Last night, Finance Minister Nirmala Sitharaman said that the Indian government has decided to impose a 1 per cent tax at source (TDS) on the transfer of crypto and other virtual digital assets.
According to the Finance Bill 2022 presented at Budget 2022, this provision regarding TDS will come into effect from 1 July 2022, and not 1 April 2022.
“TDS (tax deducted at source) is more for tracking. It is not an additional tax, and not a new tax.
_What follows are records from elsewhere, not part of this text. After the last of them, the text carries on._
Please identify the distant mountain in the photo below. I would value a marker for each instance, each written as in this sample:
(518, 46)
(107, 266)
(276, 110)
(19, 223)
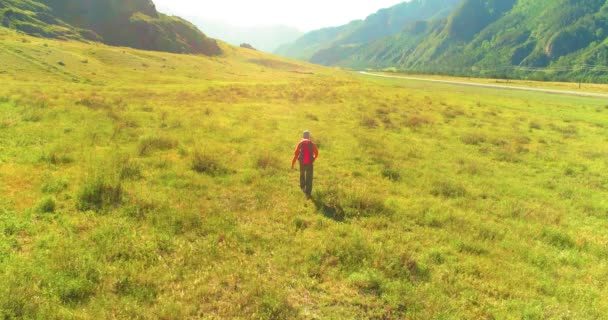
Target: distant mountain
(542, 39)
(265, 38)
(130, 23)
(336, 42)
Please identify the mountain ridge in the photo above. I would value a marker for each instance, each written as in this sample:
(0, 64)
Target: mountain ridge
(544, 40)
(130, 23)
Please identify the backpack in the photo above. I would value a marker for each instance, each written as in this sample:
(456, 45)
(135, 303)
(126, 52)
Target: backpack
(306, 146)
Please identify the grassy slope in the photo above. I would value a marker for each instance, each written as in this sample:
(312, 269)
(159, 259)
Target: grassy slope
(432, 201)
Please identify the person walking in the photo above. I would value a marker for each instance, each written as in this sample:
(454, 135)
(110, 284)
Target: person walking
(306, 153)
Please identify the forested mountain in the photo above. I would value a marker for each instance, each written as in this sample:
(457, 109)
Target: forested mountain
(131, 23)
(344, 39)
(265, 38)
(545, 39)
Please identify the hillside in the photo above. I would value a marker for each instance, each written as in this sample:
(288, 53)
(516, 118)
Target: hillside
(565, 40)
(342, 40)
(265, 38)
(147, 185)
(132, 23)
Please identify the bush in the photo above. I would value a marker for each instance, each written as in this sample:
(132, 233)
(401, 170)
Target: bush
(417, 121)
(203, 162)
(51, 185)
(473, 139)
(369, 122)
(448, 189)
(98, 194)
(338, 204)
(56, 157)
(148, 145)
(275, 306)
(391, 172)
(367, 281)
(46, 205)
(558, 239)
(268, 162)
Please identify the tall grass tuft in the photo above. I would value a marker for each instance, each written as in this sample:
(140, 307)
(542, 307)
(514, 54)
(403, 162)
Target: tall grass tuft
(148, 145)
(98, 194)
(204, 162)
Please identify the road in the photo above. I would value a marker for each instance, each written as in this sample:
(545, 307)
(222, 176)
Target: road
(493, 86)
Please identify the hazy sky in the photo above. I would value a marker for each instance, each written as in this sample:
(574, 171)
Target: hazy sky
(303, 14)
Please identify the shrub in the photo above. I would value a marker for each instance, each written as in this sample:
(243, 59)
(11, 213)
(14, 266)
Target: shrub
(268, 162)
(46, 205)
(95, 103)
(391, 172)
(98, 194)
(535, 125)
(448, 189)
(56, 157)
(274, 306)
(54, 185)
(203, 162)
(369, 122)
(473, 139)
(148, 145)
(129, 170)
(338, 204)
(367, 281)
(312, 117)
(417, 121)
(558, 239)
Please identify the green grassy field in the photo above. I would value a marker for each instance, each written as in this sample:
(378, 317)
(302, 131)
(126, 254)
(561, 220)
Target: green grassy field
(149, 185)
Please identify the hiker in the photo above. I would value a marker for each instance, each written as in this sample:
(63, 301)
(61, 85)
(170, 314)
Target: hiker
(307, 153)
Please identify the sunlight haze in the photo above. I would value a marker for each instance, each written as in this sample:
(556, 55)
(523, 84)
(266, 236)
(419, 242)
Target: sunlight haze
(305, 15)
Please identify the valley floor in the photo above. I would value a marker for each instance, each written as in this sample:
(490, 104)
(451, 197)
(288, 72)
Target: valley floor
(148, 185)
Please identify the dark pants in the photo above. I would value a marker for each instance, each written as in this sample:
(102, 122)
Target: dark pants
(306, 173)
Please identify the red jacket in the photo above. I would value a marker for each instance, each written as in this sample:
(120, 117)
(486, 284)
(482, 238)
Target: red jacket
(305, 147)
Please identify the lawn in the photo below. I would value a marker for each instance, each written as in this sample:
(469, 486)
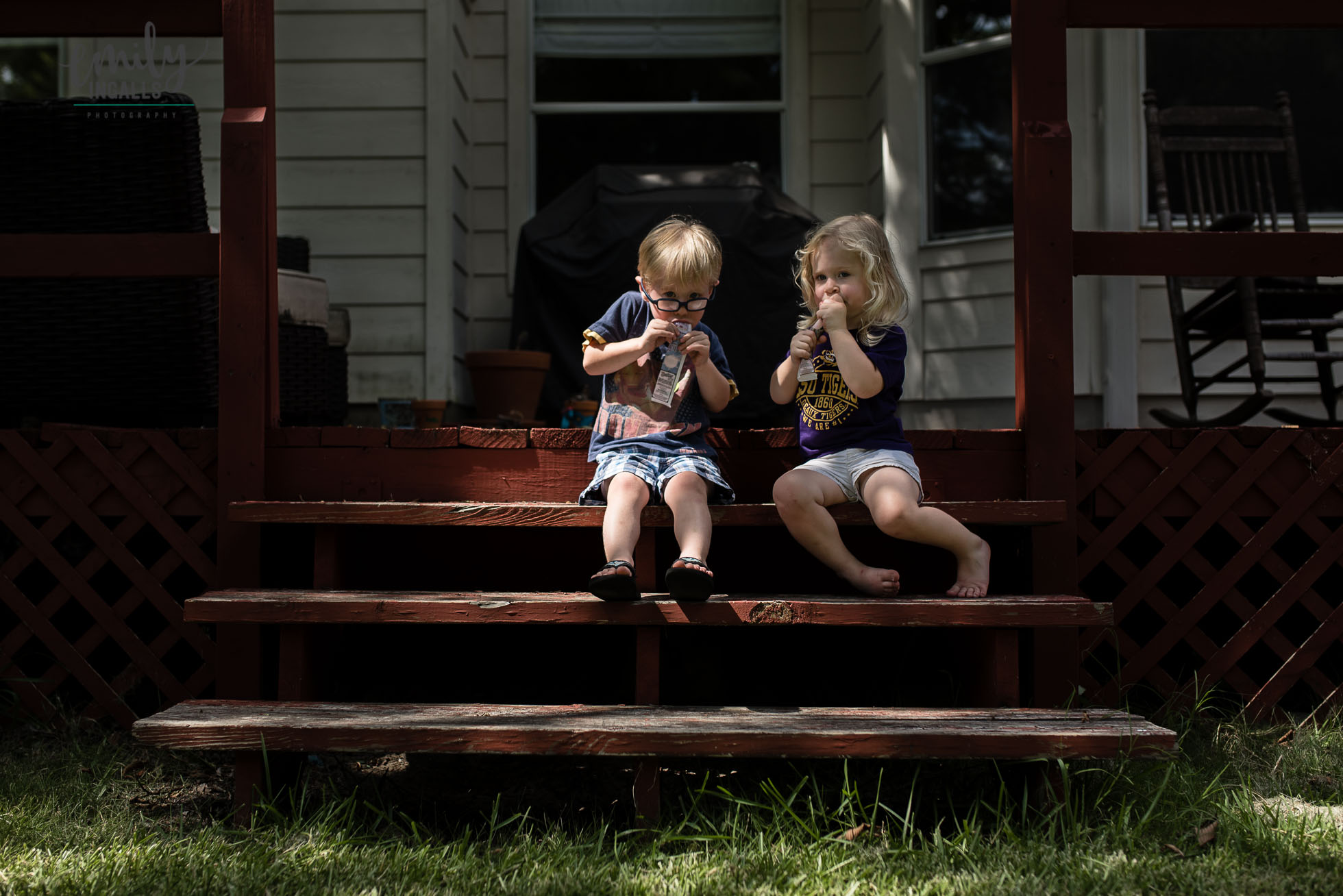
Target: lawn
(1244, 810)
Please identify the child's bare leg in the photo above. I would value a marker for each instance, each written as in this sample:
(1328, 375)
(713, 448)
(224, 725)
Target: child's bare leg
(626, 496)
(688, 496)
(802, 497)
(892, 496)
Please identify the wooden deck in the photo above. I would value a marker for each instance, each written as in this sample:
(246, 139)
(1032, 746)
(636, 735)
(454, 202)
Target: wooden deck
(997, 612)
(541, 514)
(654, 731)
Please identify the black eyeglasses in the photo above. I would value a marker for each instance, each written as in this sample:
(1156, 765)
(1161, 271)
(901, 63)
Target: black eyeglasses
(676, 304)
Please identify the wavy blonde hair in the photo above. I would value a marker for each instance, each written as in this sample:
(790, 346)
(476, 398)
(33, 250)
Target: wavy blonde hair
(681, 250)
(867, 238)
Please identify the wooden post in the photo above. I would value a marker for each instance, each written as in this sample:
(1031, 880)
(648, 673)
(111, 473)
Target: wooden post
(1044, 266)
(249, 358)
(249, 390)
(648, 774)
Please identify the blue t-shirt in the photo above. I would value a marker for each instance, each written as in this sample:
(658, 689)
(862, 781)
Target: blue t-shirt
(832, 418)
(629, 415)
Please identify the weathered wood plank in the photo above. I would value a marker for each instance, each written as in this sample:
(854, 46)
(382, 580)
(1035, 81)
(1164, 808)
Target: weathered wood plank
(654, 731)
(576, 515)
(658, 609)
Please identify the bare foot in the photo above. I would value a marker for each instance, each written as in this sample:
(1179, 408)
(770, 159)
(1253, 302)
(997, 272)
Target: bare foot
(878, 584)
(972, 574)
(604, 571)
(692, 566)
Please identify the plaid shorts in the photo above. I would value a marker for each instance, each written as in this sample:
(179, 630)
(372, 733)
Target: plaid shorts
(657, 471)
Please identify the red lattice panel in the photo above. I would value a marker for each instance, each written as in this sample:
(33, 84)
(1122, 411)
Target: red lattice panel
(102, 535)
(1221, 551)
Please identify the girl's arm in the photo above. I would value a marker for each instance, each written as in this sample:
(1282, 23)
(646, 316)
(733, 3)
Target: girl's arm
(608, 358)
(857, 370)
(859, 373)
(783, 383)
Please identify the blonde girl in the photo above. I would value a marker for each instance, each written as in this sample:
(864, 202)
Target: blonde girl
(849, 429)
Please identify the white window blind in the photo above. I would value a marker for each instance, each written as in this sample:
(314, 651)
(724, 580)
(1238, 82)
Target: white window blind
(657, 29)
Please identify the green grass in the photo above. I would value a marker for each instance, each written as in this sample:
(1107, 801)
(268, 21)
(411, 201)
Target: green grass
(82, 812)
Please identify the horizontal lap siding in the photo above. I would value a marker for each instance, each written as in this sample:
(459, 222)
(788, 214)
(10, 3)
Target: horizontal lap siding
(351, 167)
(839, 39)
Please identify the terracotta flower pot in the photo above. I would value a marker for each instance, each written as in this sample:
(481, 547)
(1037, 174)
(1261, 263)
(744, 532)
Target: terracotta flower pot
(508, 382)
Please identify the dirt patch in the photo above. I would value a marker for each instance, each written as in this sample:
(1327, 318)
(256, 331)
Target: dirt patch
(772, 613)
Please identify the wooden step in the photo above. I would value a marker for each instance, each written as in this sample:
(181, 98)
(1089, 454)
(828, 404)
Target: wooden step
(527, 514)
(654, 731)
(997, 612)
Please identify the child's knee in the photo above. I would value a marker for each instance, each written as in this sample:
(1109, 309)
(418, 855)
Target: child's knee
(626, 488)
(791, 490)
(685, 486)
(894, 517)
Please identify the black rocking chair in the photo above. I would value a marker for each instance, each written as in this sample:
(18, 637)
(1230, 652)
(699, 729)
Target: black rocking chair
(1225, 169)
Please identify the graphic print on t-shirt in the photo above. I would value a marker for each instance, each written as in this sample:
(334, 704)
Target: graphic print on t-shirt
(630, 412)
(826, 401)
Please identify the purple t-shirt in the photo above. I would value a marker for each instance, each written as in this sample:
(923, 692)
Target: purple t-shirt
(629, 415)
(832, 418)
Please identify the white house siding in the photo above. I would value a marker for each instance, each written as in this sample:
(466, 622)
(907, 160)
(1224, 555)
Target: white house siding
(839, 124)
(488, 308)
(962, 319)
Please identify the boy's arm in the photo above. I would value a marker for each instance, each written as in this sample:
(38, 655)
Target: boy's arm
(715, 390)
(607, 358)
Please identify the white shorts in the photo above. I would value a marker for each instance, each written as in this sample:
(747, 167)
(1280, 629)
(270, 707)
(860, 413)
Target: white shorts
(656, 471)
(848, 466)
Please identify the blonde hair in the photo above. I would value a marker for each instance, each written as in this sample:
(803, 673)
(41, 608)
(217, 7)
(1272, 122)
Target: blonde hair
(865, 237)
(681, 251)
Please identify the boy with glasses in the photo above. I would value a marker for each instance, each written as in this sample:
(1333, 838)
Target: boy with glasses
(646, 449)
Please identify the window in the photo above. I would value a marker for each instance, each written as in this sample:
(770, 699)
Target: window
(636, 82)
(966, 55)
(30, 69)
(1248, 68)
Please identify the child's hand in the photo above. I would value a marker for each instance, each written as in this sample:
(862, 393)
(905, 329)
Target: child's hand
(660, 334)
(833, 314)
(804, 345)
(695, 345)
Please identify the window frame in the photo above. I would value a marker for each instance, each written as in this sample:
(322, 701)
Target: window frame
(535, 108)
(931, 58)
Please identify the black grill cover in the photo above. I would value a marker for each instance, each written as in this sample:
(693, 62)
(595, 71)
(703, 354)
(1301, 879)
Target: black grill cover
(580, 253)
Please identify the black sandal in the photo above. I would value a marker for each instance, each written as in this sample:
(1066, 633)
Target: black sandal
(615, 586)
(685, 584)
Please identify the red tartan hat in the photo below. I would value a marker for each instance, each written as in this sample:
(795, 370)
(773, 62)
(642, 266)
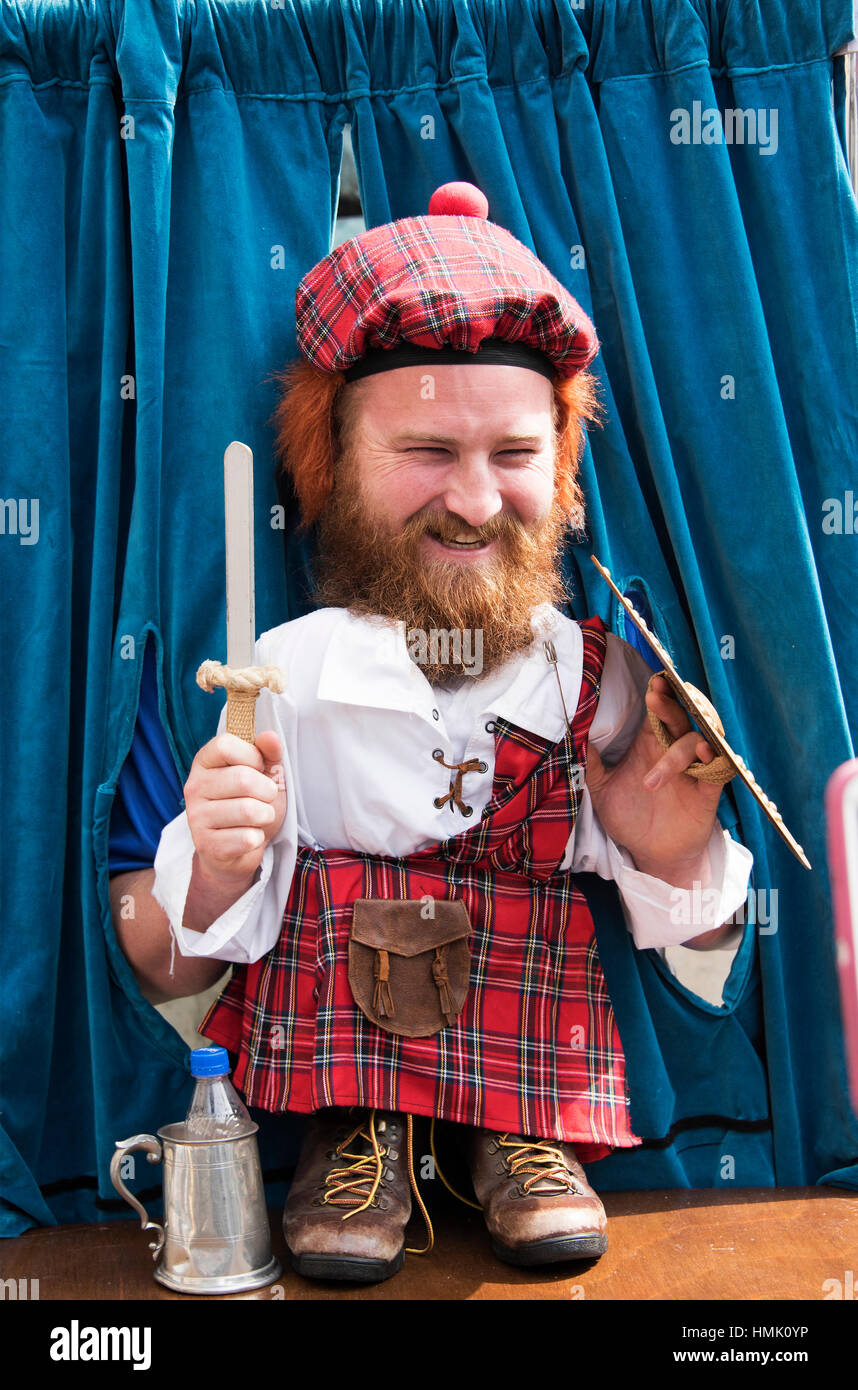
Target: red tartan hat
(449, 280)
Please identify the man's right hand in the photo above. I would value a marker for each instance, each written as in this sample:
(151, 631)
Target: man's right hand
(235, 801)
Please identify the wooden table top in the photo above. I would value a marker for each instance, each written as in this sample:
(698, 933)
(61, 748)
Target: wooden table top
(686, 1244)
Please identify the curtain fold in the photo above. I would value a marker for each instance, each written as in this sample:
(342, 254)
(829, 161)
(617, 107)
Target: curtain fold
(170, 171)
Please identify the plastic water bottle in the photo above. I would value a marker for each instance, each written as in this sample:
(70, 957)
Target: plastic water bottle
(216, 1109)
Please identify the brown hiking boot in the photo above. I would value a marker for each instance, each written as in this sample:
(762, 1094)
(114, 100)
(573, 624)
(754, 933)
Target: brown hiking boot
(349, 1200)
(536, 1200)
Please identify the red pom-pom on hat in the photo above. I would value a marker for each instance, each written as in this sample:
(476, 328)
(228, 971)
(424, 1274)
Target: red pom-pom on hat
(459, 200)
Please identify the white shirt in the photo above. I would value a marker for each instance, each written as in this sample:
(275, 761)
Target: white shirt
(359, 723)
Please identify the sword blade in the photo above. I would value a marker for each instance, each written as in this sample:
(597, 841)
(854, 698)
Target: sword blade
(238, 505)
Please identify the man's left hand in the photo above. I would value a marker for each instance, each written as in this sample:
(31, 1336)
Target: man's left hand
(650, 805)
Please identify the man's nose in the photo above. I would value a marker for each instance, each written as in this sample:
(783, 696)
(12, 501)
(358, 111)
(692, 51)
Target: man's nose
(472, 491)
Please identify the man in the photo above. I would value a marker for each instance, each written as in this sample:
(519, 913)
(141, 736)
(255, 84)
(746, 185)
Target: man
(391, 865)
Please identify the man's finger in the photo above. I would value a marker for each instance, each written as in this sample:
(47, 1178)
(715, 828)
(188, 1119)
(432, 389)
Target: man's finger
(680, 755)
(228, 749)
(666, 708)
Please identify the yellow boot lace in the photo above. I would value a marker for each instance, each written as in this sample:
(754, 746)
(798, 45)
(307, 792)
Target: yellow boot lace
(531, 1159)
(356, 1182)
(537, 1161)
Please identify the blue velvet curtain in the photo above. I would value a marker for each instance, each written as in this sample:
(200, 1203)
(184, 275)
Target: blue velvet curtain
(168, 173)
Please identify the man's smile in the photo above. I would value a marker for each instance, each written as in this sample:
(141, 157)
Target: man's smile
(462, 546)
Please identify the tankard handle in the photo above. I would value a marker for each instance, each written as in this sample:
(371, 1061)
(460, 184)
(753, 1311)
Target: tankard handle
(153, 1153)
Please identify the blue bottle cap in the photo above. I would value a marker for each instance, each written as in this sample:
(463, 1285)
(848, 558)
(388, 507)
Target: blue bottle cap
(209, 1061)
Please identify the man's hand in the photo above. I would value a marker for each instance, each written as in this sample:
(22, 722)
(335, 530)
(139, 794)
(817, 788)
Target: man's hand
(650, 805)
(235, 799)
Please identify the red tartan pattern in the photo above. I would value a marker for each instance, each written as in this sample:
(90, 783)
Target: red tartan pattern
(536, 1050)
(437, 281)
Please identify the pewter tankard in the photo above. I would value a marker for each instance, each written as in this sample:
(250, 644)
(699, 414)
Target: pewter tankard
(216, 1237)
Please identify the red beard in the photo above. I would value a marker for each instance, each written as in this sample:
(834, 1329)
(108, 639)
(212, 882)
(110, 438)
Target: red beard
(483, 608)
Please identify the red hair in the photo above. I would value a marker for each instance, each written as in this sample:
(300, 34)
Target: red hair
(314, 416)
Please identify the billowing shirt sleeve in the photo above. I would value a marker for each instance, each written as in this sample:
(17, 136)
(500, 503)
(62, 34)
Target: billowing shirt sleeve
(658, 915)
(248, 929)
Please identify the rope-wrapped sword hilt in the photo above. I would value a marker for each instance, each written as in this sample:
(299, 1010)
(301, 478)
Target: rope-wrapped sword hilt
(242, 685)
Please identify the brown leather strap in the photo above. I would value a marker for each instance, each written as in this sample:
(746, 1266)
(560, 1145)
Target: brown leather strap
(472, 765)
(444, 987)
(383, 1000)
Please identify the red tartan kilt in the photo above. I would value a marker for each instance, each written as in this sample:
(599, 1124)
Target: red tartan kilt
(536, 1050)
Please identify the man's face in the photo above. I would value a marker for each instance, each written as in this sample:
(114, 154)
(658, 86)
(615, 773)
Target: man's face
(480, 448)
(442, 512)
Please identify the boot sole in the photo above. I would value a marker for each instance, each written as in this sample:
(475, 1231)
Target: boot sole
(346, 1268)
(551, 1251)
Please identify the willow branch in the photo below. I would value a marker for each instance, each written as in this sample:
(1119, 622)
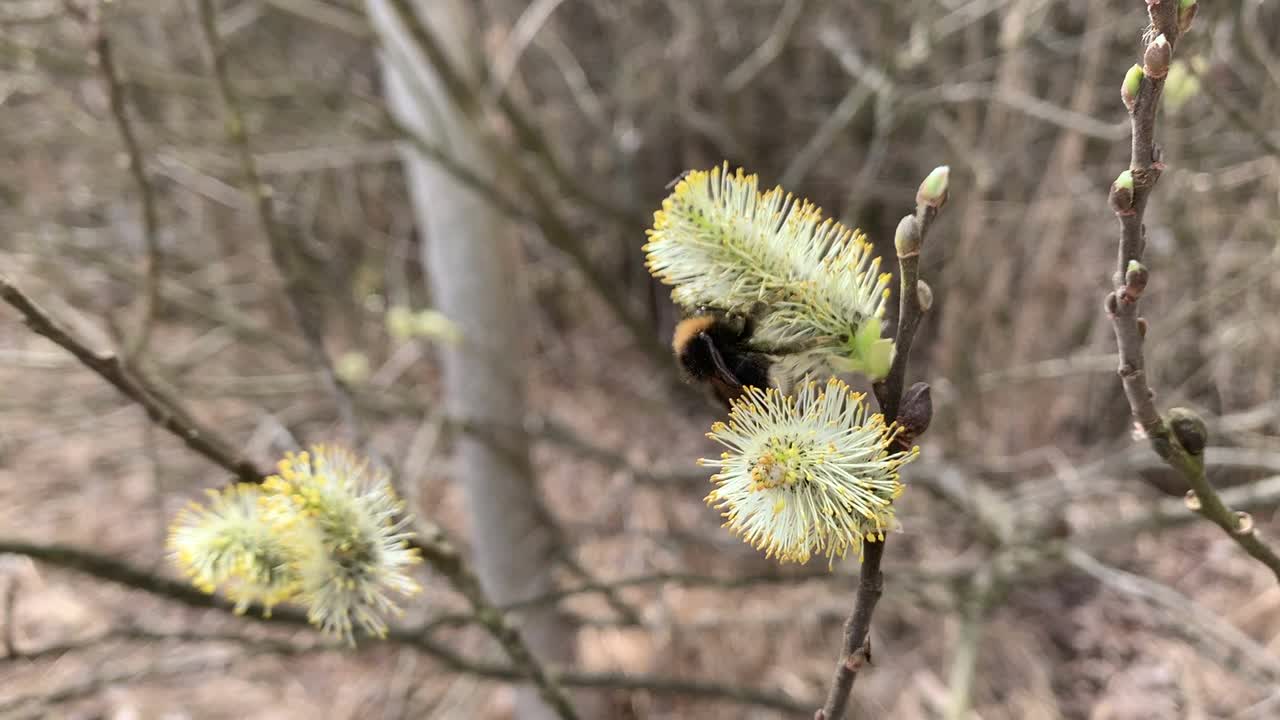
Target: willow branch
(855, 650)
(1180, 438)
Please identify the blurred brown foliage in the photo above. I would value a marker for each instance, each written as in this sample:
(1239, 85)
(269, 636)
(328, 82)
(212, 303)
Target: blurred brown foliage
(849, 104)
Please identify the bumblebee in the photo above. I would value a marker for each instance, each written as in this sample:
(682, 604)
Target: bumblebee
(714, 346)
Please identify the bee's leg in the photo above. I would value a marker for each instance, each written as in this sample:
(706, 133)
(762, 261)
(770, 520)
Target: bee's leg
(722, 370)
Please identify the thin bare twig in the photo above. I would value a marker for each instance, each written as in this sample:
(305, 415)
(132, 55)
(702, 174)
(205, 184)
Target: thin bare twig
(137, 342)
(118, 572)
(1182, 450)
(163, 410)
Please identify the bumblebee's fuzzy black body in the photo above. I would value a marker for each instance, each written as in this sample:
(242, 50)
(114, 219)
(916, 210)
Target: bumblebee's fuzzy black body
(716, 347)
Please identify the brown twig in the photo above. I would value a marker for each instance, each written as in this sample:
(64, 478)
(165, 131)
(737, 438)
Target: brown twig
(104, 57)
(114, 570)
(856, 651)
(446, 560)
(163, 410)
(1180, 443)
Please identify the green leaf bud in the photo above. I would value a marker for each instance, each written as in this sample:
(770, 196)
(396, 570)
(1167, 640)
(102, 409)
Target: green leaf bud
(933, 190)
(1132, 86)
(906, 238)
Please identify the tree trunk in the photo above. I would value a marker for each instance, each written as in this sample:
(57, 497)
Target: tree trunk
(471, 259)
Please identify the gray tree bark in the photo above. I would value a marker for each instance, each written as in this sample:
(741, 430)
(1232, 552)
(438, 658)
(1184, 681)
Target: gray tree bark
(472, 267)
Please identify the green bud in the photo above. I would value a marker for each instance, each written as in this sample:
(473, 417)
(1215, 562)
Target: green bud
(1185, 14)
(872, 354)
(933, 190)
(1132, 86)
(1189, 429)
(352, 368)
(1156, 58)
(1136, 277)
(1121, 194)
(923, 295)
(906, 238)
It is a tax that will help people track it, but at the same time, the taxpayer can always reconcile it with the total tax to be paid to the government,” media reports quoted Sitharaman as saying in a statement in Lok Sabha.
“Any person responsible for paying to a resident any sum by way of consideration for transfer of a virtual digital asset, shall, at the time of credit of such sum to the account of the resident or at the time of payment of such sum by any mode, whichever is earlier, deduct an amount equal to one per cent of such sum as income tax thereon,” she said, quoting an excerpt from Section 194S of the Income Tax Act, 1961.
What Is TDS?
Tax Deducted at Source is the amount of income tax that is deducted at the time of receiving any specified payments, such as rent, commission, certain gains, salary, and interest, among others. As the name suggests, the tax is to be deducted at the source, meaning when you receive this certain payment, it will come to your hand with the TDS deducted (at source).
For example, let’s say you are employed at a salary of Rs 25,000. Your employer will deduct Rs 2,500 (10 per cent TDS), and give you the balance as your salary. In addition, he will issue you a TDS certificate against the deduction in the manner of Form 16/16A to help you with your tax filing.
Let’s take another example. Let’s suppose you purchase Rs 5,000 worth of Ethereum (ETH) on any crypto exchange, and then sell it at Rs 6,000 a month later. Here the crypto exchange will give you Rs 5,940 (1%) and issue you a TDS certificate for Rs 60.
Is Deducting TDS Same As Deducting Tax?
The Income Tax Department deducts TDS to know about a transaction originating on a user’s permanent account number (PAN). Therefore, the TDS certificate, which has to be mandatorily given to you by the paying company, should be furnished at the time of filing your I-T Return.
There are different reasons why a TDS has to be deducted and if it can be refunded back.
Let’s take the example of TDS on salary. Let’s say, your employer deducts Rs. 2,000 as TDS on your salary of Rs 20,000 per month. So at the time of filing the income tax return, you can adjust this TDS against your total tax to be paid, which would be nil in this case. So, instead of paying the tax, you will receive a tax refund in this case. (Slab rate 0 to Rs 2.5 lakh – nil tax)
Let’s now take the example of TDS for digital asset. Let’s say you sold your Ethereum, which you bought for Rs. 5,000, at Rs. 6,000. So here, your TDS was Rs. 60, and capital gains were Rs. 1,000. According to the present law, as per section 115BBH of the Income Tax Act, 1961, you must pay 30 per cent tax on virtual digital assets gains. So you will have to pay a total tax of Rs 300 on this transaction (Rs. 1,000*30%= Rs. 300), but since you have already paid Rs 60 as TDS, so your total tax liability will be Rs. 240 (Rs. 300-60).